MICHAEL GALVIS
Staff Writer
T Cooper’s “Lipshitz Six, or Two Angry Blondes” tells the tale of a Jewish family immigrating to the states during the Galveston Movement. The movement operated between 1907 and 1914. It diverted 10,000 Jewish immigrants fleeing Russia and eastern Europe from crowded East Coast cities and passed them through Texas.
The story begins in 1907 as Esther Lipshitz and her husband Hersh and their family arrive at Ellis Island. Esther, taking count of her children quickly, realizes that along the way, they have lost one of their sons.
The story unfolds with Esther becoming obsessed with finding her son. Even after years of failed attempts, her son remains missing. Yet, in her futile search, Esther becomes convinced that the famous aviator, Charles Lindbergh, is her lost son. obsession with Lindbergh becomes tumultuous and causes wild results that leaves long-standing effects on the Lipshitz family.
Then through an awkward transition from an emotional-packed ending in the early 1900s, author Cooper suddenly makes a leap into the modern day. The novel then concentrates on Cooper as he returns to his old home in Texas and explores his past. He gives his take on the family’s intense history and identifies to the reader what is fictional and what is non-fictional.
In these final 100 pages Cooper creates a comical atmosphere through a first-person persona much like that in J.D. Salinger’s “Catcher in the Rye.” Many of his comments are outlandish, uncalled and generate bitterness in the reader.
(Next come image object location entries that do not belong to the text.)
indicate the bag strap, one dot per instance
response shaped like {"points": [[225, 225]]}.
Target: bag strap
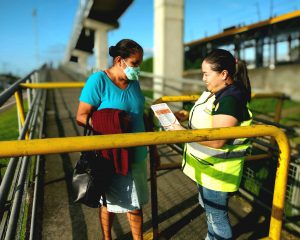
{"points": [[87, 128]]}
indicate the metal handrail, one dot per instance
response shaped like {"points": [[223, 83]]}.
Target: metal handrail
{"points": [[6, 94]]}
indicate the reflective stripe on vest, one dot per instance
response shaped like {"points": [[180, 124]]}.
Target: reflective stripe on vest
{"points": [[216, 169]]}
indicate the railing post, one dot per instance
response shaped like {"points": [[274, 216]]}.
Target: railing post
{"points": [[20, 110], [153, 181]]}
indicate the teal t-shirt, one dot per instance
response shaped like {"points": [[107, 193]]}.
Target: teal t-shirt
{"points": [[100, 92]]}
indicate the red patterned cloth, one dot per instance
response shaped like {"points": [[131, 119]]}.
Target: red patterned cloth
{"points": [[113, 121]]}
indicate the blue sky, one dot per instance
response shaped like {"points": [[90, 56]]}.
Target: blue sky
{"points": [[27, 41]]}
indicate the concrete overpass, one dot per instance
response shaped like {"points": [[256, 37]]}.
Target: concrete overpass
{"points": [[94, 19]]}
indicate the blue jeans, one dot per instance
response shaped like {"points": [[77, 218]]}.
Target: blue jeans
{"points": [[215, 204]]}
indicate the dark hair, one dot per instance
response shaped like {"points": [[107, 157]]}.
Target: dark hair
{"points": [[221, 59], [125, 48]]}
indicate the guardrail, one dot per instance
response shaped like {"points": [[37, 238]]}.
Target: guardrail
{"points": [[75, 144], [57, 145], [15, 177]]}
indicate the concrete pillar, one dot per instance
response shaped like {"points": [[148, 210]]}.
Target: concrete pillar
{"points": [[100, 41], [168, 45], [237, 46], [82, 57]]}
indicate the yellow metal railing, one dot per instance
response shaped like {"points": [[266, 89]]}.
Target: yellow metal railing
{"points": [[75, 144]]}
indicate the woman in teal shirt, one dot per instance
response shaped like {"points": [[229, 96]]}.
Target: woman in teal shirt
{"points": [[117, 87]]}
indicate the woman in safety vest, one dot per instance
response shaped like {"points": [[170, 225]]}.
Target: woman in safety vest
{"points": [[217, 165]]}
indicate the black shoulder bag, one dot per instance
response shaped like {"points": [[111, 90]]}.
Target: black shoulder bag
{"points": [[92, 176]]}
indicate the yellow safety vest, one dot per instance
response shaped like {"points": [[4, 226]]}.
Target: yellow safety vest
{"points": [[216, 169]]}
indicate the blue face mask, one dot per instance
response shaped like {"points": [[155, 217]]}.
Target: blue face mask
{"points": [[132, 73]]}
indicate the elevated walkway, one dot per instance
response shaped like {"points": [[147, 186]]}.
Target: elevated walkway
{"points": [[180, 216]]}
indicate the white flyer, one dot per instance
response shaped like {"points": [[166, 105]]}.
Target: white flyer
{"points": [[165, 116]]}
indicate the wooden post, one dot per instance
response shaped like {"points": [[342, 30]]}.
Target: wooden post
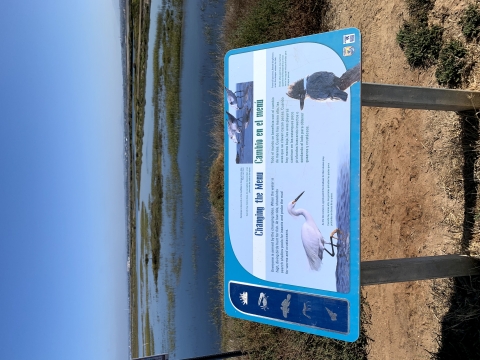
{"points": [[420, 268], [413, 97]]}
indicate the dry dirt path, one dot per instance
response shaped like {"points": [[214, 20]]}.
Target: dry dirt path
{"points": [[408, 208]]}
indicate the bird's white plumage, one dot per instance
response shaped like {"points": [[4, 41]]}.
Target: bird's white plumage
{"points": [[312, 239]]}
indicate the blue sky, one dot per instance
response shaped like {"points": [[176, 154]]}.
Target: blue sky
{"points": [[63, 274]]}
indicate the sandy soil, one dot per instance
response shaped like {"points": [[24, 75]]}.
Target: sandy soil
{"points": [[412, 200]]}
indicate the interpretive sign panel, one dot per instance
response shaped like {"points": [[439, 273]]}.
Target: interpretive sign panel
{"points": [[292, 183]]}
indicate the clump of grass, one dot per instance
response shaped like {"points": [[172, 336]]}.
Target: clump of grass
{"points": [[470, 22], [452, 63], [420, 42]]}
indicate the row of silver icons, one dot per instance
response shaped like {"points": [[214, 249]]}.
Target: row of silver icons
{"points": [[263, 303]]}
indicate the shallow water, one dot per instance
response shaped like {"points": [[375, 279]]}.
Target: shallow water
{"points": [[180, 309]]}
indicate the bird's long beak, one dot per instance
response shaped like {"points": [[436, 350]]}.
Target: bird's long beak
{"points": [[298, 197]]}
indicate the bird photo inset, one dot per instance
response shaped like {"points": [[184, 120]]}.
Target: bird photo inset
{"points": [[324, 85], [312, 238]]}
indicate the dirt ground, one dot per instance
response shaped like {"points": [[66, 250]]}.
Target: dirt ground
{"points": [[412, 192]]}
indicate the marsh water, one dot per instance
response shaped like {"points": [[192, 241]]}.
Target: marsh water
{"points": [[177, 312]]}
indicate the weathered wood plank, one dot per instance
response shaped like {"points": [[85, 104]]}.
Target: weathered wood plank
{"points": [[412, 97], [420, 268]]}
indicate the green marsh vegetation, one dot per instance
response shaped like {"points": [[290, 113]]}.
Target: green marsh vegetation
{"points": [[248, 23], [147, 335], [137, 43], [140, 23], [166, 100], [424, 44]]}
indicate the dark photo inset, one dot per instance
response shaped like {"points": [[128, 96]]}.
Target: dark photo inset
{"points": [[240, 129]]}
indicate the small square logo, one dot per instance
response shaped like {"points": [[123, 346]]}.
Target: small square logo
{"points": [[349, 39], [348, 50]]}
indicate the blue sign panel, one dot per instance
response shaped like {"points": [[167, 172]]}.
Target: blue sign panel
{"points": [[292, 183]]}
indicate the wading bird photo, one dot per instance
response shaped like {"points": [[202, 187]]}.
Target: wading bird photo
{"points": [[312, 238]]}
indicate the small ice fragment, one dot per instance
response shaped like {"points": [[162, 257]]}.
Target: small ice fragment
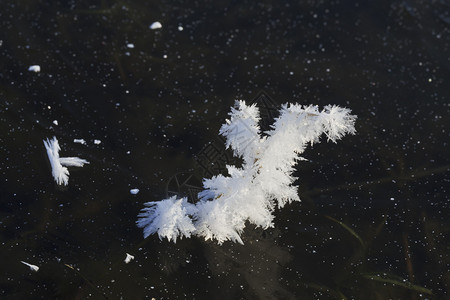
{"points": [[34, 68], [129, 258], [155, 25], [59, 172], [32, 267], [79, 141]]}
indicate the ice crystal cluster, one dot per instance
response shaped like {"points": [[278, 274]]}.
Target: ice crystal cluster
{"points": [[264, 182], [59, 171]]}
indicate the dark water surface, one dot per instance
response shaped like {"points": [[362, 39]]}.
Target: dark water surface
{"points": [[374, 222]]}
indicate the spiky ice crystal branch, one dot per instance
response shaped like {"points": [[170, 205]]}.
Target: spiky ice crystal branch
{"points": [[59, 172], [264, 182]]}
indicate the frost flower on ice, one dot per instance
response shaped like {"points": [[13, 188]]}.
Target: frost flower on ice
{"points": [[59, 164], [264, 182]]}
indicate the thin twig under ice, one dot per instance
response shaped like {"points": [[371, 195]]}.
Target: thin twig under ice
{"points": [[59, 172]]}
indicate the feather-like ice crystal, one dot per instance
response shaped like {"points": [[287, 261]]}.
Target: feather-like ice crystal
{"points": [[264, 181], [59, 171]]}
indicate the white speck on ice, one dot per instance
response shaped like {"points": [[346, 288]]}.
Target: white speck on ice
{"points": [[134, 191], [34, 68], [79, 141], [155, 25], [32, 267], [129, 258]]}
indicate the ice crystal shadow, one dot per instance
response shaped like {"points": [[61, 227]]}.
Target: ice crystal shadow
{"points": [[264, 182]]}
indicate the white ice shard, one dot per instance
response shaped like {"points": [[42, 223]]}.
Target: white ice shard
{"points": [[155, 25], [59, 172], [128, 258], [34, 68], [32, 267]]}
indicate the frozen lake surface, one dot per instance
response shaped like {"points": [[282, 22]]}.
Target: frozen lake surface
{"points": [[140, 89]]}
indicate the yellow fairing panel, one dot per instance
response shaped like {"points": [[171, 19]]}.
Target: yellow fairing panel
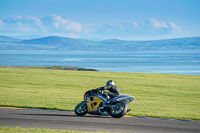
{"points": [[93, 103]]}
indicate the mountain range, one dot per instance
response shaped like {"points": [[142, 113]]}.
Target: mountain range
{"points": [[56, 43]]}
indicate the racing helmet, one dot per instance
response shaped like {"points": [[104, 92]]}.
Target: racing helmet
{"points": [[110, 82]]}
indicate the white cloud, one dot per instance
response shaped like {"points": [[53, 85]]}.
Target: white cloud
{"points": [[152, 22], [65, 24], [1, 23]]}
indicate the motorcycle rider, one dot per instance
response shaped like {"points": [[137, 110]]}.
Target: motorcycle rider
{"points": [[113, 90]]}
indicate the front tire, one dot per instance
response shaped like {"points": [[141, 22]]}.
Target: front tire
{"points": [[81, 109], [119, 110]]}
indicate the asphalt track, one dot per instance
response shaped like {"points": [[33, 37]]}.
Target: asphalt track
{"points": [[36, 118]]}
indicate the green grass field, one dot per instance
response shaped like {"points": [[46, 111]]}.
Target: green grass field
{"points": [[156, 95]]}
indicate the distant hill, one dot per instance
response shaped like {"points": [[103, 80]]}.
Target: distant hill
{"points": [[55, 43]]}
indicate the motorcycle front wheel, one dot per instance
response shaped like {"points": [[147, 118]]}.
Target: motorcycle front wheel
{"points": [[119, 110], [81, 109]]}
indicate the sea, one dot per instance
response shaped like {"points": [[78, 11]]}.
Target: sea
{"points": [[185, 63]]}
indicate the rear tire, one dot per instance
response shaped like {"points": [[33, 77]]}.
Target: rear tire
{"points": [[119, 110], [81, 109]]}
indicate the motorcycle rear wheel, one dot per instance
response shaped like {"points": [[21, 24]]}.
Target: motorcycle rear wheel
{"points": [[81, 109], [119, 110]]}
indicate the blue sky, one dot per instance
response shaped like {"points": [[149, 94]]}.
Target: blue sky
{"points": [[100, 19]]}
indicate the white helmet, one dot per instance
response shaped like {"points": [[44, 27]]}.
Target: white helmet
{"points": [[110, 82]]}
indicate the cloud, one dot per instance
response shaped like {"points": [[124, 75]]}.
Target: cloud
{"points": [[155, 23], [50, 23], [56, 25], [64, 24]]}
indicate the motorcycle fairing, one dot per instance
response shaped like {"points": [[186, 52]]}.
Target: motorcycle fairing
{"points": [[93, 103], [124, 99]]}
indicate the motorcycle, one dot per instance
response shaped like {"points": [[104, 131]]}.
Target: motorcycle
{"points": [[95, 103]]}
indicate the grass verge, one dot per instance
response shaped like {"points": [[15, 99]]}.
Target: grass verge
{"points": [[39, 130], [156, 95]]}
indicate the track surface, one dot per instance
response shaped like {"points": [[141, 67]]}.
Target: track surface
{"points": [[35, 118]]}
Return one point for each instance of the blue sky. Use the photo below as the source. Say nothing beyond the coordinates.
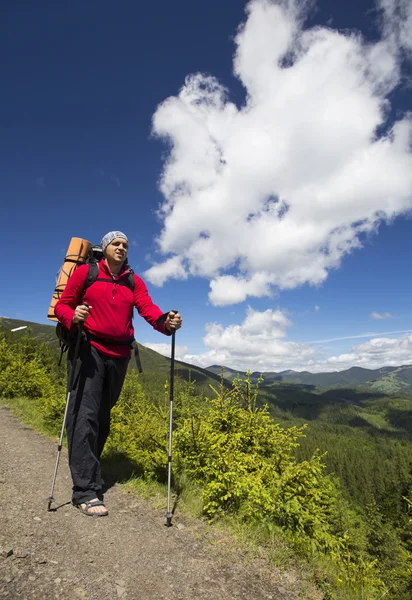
(269, 204)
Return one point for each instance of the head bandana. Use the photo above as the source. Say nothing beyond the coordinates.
(109, 237)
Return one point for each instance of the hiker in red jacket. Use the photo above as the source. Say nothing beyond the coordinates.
(106, 308)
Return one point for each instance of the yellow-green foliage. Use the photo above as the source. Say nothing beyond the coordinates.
(244, 462)
(22, 374)
(138, 428)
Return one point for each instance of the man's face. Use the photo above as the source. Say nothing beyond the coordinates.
(116, 251)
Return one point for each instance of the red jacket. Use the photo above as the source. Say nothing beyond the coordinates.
(111, 309)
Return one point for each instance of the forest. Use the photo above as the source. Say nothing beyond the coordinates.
(326, 473)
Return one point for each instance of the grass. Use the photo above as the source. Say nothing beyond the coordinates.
(313, 579)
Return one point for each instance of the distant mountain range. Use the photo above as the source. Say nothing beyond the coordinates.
(387, 380)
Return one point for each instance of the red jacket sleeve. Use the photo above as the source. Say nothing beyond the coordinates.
(71, 297)
(146, 308)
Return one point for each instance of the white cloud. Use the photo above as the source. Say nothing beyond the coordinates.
(379, 316)
(259, 344)
(275, 193)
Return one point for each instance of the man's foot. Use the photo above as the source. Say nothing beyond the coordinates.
(93, 508)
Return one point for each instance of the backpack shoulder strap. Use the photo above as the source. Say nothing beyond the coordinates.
(92, 276)
(130, 279)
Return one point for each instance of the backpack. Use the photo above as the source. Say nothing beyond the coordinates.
(67, 338)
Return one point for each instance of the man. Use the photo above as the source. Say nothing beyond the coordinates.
(106, 309)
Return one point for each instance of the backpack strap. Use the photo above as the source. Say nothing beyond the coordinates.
(94, 276)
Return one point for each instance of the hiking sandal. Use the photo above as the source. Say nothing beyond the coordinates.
(91, 504)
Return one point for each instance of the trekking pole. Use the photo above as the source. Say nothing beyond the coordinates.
(69, 390)
(169, 513)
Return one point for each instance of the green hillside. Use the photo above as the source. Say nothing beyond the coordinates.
(388, 380)
(152, 362)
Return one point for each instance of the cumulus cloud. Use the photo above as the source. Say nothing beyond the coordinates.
(379, 316)
(259, 344)
(273, 194)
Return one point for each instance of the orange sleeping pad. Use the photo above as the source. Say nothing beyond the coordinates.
(77, 254)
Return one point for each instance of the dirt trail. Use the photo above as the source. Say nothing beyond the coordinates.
(131, 555)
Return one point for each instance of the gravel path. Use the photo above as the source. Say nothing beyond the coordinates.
(130, 554)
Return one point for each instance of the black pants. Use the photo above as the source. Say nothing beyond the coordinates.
(97, 386)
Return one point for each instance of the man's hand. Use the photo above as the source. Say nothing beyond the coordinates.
(80, 314)
(173, 321)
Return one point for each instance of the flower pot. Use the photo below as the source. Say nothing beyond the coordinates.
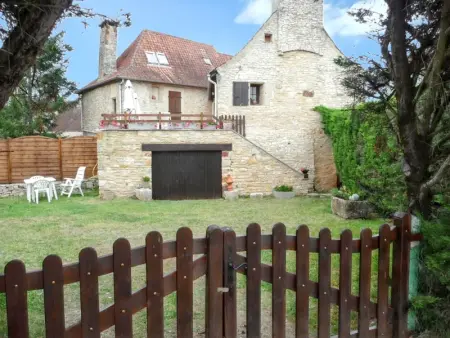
(191, 125)
(143, 126)
(283, 195)
(144, 194)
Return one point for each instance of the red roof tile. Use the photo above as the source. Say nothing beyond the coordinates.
(186, 61)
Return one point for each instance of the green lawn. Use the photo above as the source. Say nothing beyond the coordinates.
(30, 232)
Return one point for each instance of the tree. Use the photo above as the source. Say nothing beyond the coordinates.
(411, 81)
(25, 26)
(42, 93)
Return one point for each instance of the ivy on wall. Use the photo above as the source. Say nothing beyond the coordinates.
(366, 154)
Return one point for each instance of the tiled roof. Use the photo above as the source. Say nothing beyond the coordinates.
(186, 61)
(69, 120)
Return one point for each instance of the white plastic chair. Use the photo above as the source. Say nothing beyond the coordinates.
(34, 179)
(73, 183)
(40, 186)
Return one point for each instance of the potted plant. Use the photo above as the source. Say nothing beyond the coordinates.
(305, 172)
(146, 181)
(350, 205)
(209, 126)
(283, 192)
(191, 125)
(136, 125)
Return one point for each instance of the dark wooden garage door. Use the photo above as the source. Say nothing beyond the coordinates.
(178, 175)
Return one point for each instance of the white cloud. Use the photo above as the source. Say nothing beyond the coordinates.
(339, 22)
(255, 12)
(336, 18)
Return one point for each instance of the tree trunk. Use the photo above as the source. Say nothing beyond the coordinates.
(24, 42)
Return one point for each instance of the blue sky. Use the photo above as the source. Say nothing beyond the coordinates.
(226, 24)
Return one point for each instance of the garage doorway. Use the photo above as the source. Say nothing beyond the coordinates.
(181, 172)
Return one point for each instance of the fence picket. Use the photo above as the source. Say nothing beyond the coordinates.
(16, 299)
(214, 281)
(229, 281)
(89, 293)
(122, 288)
(365, 269)
(345, 283)
(155, 285)
(53, 297)
(278, 281)
(302, 282)
(324, 283)
(253, 281)
(184, 283)
(383, 281)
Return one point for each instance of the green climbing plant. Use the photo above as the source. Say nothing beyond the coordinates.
(366, 154)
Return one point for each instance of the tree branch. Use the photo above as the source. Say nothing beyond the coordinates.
(438, 175)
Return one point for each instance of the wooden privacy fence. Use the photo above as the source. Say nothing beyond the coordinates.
(221, 257)
(23, 157)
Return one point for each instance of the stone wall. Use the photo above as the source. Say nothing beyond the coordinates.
(122, 163)
(153, 99)
(293, 83)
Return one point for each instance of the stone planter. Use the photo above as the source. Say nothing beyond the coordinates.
(176, 126)
(144, 194)
(143, 126)
(283, 195)
(191, 125)
(351, 209)
(210, 127)
(227, 125)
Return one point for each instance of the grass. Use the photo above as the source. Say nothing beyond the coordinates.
(31, 232)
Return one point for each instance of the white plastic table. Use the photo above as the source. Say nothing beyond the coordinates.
(29, 185)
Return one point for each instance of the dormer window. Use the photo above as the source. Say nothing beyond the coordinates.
(158, 59)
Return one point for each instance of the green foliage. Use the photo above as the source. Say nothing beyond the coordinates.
(432, 307)
(366, 153)
(43, 92)
(284, 188)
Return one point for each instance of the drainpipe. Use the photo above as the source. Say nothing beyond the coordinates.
(216, 113)
(120, 95)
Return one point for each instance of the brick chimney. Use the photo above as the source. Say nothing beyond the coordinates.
(108, 48)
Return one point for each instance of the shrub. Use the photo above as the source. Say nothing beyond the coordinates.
(366, 155)
(284, 188)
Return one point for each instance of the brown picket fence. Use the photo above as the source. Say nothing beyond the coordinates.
(23, 157)
(221, 258)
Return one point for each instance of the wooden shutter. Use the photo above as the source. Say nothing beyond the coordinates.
(240, 93)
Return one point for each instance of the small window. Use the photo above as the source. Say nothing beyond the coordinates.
(162, 59)
(155, 93)
(151, 58)
(114, 103)
(255, 94)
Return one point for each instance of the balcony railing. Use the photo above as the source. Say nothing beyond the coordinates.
(169, 121)
(159, 121)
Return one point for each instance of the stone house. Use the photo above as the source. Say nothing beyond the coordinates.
(275, 81)
(169, 74)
Nevertheless, Cooper has written a modern novel that creates an unfamiliar twist on Jewish heritage, sexual identity and white rappers.
The novel follows the Lipshitz family through painful realizations, frustrating assumptions and cheerful turnarounds in each Lipshitz’s lives. From mother of four, Esther Lipshitz, to her fast-growing children to future generations, Cooper weaves a novel with boundless themes veering from past times to the modern day.
It is a work that largely fails to manifest intense emotions except in Esther’s pathetic pursuit of her lost son. However, it avoids melodramatic scenes that are persistent in amateur writers. Cooper is anything but an amateur and it is apparent in his straight-forward, but detailed writing and complex plot twists. He also drops gentle hints about homosexuality. Such technique he does this in a way that urges curiosity from readers and creates an atmosphere of a history weaving further back than the novel. Such contextual evidence is mild but impressively written, even as Cooper draws onto the life of Esther’s gay son.
Cooper has also written “Some of the Parts” (Akashic Books, 2002) and was co-editor for an anthology of original stories entitled “A Fictional History of the United States With Huge Chunks Missing” (Akashic, 2006). He was awarded a 2007 Ledig House International Writers Residency, which is an art center that houses visual artists, writers, musicians and dancers. He has also twice been a fellow of The MacDowell Colony, a center for the arts much like the Ledig House.
Cooper was born and raised in Los Angeles and attended Middlebury College in Vermont. He taught high school English in New Orleans before moving to New York City in 1996. Cooper earned an MFA (Master of Fine Arts) from Columbia University in 2001 and has written for a wide variety of newspapers and magazines.
In his work, Cooper travels immeasurable distances, from the Russian earth that bore the Lipshitz family to Ellis Island and New York to Texas and Oklahoma City.
Cooper has created a real page-turner with his suspense, dense characters and vivid detail. His writing is simple but effective. He has stirred what is known of his family’s past with a fictional world and created a magnificent blend of writing that is neither entirely fictional nor non-fictional. “Lipshitz Six, or Two Angry Blondes” is in a genre of its own.